Design, Setting and Ethics
This retrospective cohort study was performed in The First Affiliated Hospital, College of Medicine, Zhejiang University, from July 2014 to August 2018. It is one of the largest hospitals in eastern China, having approximate 2500 beds and 131,000 annual admissions. The first report of KPC-kp in China came from here in 2007 . Since then, KPC-kp has been endemic in the hospital .
The present study was conducted according to the principles stated in the Declaration of Helsinki and approved by the ethical review board of The First Affiliated Hospital, College of Medicine, Zhejiang University.

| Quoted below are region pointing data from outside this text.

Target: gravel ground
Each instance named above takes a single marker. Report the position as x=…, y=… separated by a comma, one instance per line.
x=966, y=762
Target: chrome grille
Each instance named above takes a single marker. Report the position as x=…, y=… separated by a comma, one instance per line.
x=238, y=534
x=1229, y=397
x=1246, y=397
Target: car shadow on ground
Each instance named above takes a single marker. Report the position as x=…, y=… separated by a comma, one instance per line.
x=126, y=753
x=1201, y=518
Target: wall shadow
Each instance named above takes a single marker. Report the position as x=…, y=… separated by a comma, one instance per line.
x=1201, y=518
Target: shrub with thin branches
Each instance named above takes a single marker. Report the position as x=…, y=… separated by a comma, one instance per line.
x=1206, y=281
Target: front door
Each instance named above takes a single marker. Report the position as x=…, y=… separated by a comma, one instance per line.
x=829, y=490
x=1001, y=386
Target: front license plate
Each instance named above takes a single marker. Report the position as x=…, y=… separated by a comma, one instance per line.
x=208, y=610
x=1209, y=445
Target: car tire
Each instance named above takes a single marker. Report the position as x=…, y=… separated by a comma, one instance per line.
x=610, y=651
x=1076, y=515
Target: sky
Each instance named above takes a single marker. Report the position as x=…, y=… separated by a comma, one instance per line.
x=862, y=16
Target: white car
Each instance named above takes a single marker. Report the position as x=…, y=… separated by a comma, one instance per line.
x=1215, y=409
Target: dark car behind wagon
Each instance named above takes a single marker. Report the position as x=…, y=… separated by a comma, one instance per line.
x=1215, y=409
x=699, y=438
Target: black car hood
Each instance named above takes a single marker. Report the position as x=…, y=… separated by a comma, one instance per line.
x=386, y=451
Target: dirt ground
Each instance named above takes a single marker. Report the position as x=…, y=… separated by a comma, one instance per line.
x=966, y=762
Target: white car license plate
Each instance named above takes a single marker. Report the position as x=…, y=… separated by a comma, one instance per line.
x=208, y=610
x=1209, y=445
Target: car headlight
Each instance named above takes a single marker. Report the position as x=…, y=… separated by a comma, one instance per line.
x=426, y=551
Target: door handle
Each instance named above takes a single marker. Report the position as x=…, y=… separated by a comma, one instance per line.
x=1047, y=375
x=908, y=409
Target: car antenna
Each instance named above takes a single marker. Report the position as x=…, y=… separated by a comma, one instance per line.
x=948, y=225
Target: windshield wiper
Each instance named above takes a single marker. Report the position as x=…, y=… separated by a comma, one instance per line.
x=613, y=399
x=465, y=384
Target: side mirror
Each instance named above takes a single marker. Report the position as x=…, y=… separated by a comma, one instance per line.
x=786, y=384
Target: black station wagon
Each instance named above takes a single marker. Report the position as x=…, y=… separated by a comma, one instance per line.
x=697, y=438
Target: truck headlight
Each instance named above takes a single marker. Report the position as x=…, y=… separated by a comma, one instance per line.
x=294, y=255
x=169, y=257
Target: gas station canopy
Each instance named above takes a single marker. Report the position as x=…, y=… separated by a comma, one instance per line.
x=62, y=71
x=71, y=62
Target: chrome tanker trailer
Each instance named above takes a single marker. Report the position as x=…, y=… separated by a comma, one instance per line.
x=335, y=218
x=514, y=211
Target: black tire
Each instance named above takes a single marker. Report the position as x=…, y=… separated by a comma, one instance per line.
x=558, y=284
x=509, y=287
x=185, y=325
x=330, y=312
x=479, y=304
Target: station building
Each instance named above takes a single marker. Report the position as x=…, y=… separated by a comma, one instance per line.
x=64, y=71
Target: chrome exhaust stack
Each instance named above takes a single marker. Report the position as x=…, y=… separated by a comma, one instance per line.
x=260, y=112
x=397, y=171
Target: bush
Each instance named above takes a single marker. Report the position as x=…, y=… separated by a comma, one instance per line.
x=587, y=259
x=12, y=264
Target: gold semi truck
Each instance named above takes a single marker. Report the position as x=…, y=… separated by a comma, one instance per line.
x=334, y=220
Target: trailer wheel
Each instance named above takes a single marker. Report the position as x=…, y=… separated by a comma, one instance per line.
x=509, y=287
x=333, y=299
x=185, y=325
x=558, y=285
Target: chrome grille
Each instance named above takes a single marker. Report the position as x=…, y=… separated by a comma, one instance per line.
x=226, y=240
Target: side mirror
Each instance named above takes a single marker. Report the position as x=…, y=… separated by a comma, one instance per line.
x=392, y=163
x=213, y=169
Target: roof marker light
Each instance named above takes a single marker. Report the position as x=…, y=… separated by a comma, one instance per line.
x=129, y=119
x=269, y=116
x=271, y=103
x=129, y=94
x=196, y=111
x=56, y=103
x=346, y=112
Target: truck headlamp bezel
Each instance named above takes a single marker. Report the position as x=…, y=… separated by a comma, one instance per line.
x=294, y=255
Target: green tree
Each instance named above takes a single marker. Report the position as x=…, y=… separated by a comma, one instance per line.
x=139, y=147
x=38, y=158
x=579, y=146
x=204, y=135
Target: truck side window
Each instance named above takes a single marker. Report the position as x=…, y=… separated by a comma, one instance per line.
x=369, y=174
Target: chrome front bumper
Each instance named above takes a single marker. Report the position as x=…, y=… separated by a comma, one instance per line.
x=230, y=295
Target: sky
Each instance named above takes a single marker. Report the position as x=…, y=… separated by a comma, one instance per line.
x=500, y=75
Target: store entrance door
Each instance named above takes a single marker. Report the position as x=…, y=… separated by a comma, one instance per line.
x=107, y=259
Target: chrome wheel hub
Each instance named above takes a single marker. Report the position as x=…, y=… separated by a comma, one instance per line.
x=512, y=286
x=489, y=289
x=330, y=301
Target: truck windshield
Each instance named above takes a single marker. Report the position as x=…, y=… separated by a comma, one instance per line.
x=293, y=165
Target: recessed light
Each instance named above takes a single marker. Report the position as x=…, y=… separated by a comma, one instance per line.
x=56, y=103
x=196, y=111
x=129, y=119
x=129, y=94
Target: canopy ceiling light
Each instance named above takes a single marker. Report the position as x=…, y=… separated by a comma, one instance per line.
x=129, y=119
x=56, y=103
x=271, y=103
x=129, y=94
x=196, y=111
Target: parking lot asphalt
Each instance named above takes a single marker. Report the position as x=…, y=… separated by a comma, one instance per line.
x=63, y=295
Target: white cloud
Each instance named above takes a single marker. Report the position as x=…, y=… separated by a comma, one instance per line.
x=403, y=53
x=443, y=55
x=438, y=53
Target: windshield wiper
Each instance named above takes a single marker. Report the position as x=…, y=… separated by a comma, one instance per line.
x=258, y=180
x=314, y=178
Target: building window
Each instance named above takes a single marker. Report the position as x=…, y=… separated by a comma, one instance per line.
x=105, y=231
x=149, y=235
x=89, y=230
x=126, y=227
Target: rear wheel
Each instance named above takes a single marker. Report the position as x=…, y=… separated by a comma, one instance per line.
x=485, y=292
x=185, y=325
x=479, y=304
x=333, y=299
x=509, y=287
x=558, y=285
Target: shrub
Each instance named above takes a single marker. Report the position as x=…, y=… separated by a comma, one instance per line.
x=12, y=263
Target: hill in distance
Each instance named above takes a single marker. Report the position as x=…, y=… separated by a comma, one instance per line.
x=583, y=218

The source population consisted of all patients admitted to the hospital during the study period, whose bacterial cultures were identified as CRKP. The clinical specimens mainly included blood, sputum/tracheal aspirate, pleural fluid and ascites. Further detailed collection of clinical information was performed for the patients whose isolates were verified as KPC-kp. Patients aged <18 years and those with missing or incomplete clinical records were excluded. Patients with polymicrobial infections and those with KPC-kp colonization were excluded as well. Infection or colonization was defined according to the criteria of the Center for Disease Control and Prevention of America . Only the first episode for each patient was included in our analysis.
Clinical Data Collection
For all eligible KPC-kp infection cases, chart review was performed to obtain the clinical data. Infectious disease specialists independently collected the following clinical information using the patients’ electronic charts and/or paper records: demographic conditions, unit and duration of hospitalization, underlying diseases, Charlson Comorbidity Index, abscess information and previous invasive procedures. Patients were defined as immunosuppressed if they had HIV or AIDS, were post-transplant, had received chemotherapy within 4 weeks, had received immunosuppressive agents for more than 2 weeks, or had neutropenia. Previous use of antibiotics was defined as antimicrobial therapy (intravenous or oral) within 4 weeks before infections. Invasive procedures included surgery and mechanical ventilation performed within 4 weeks prior to the infections. Appropriate empirical or definitive antimicrobial therapy was defined as previously described .
The primary outcome variables were all-cause mortality at day 7 and day 28. Other secondary outcome variables were infection-related mortality and in-hospital mortality. Septic shock and multiple organ dysfunction syndrome (MODS) at the onset of infections, as well as the length of stay (LOS) from culture to discharge, were also assessed.
Bacterial Identification and Antimicrobial Susceptibility Testing
Bacterial isolates identification and antimicrobial susceptibility testing were performed using Vitek 2 automated system (bioMérieux, France) and the results were interpreted according to Clinical and Laboratory Standards Institute (CLSI) 2019 criteria . For tigecycline, colistin and ceftazidime-avibactam (CAZ/AVI), minimum inhibitory concentrations (MICs) were determined using broth microdilution method. The susceptibility results were categorized in accordance with the CLSI criteria for CAZ/AVI, while European Committee on Antimicrobial Susceptibility Testing (version 9.0, http://www.eucast.org/clinical_breakpoints/) for colistin and tigecycline. The species identification was verified by MALDI-TOF MS (Bruker Daltonics Inc., Fremont, CA, USA). Pseudomonas aeruginosa ATCC27853 and Escherichia coli ATCC 25922 were used as the quality control strains of antimicrobial susceptibility testing.
All of the CRKP were subjected to detection of blaKPC by PCR. The isolates carrying blaKPC were further investigated for pLVPK-related genetic loci rmpA, rmpA2, iucA and iroN. The primers used for PCR amplification and sequencing were acquired from a previous study . Considering the primers of rmpA and rmpA2 target only the plasmid-borne genes, while iucA and iroN for both plasmid-borne and chromosomally-encoded genes, KPC-kp isolates of positive rmpA or rmpA2 were defined as pVir+-KPC-kp according to the definition previously described [11, 21-23].
Multilocus sequence typing (MLST) was carried out according to the protocol described on the K. pneumoniae MLST website ((https://bigsdb.pasteur.fr/klebsiella/klebsiella.html), and the results were analysed using the corresponding database.
Data were analysed using SPSS software (version 20; SPSS Inc., Chicago, IL, USA). Categorical variables were presented as absolute numbers and their relative frequencies, and analyzed by chi-square or Fisher exact test. For continuous variables, the Kolmogorov-Smirnov test was applied to distinguish between normal and non-normal distribution. Normally distributed data were expressed as mean and standard deviation (SD) and analysed using Student's t-test, while non-normally distributed data were present with median and interquartile rang (IQR) and compared using Mann-Whitney test. To identify independent predictors for pVir+-KPC-kp infections, we used logistic regression. All variables with P value <0.1 in univariate analysis as well as clinical importance were incorporated into multivariable regression model. P value <0.05 was considered statistically significant.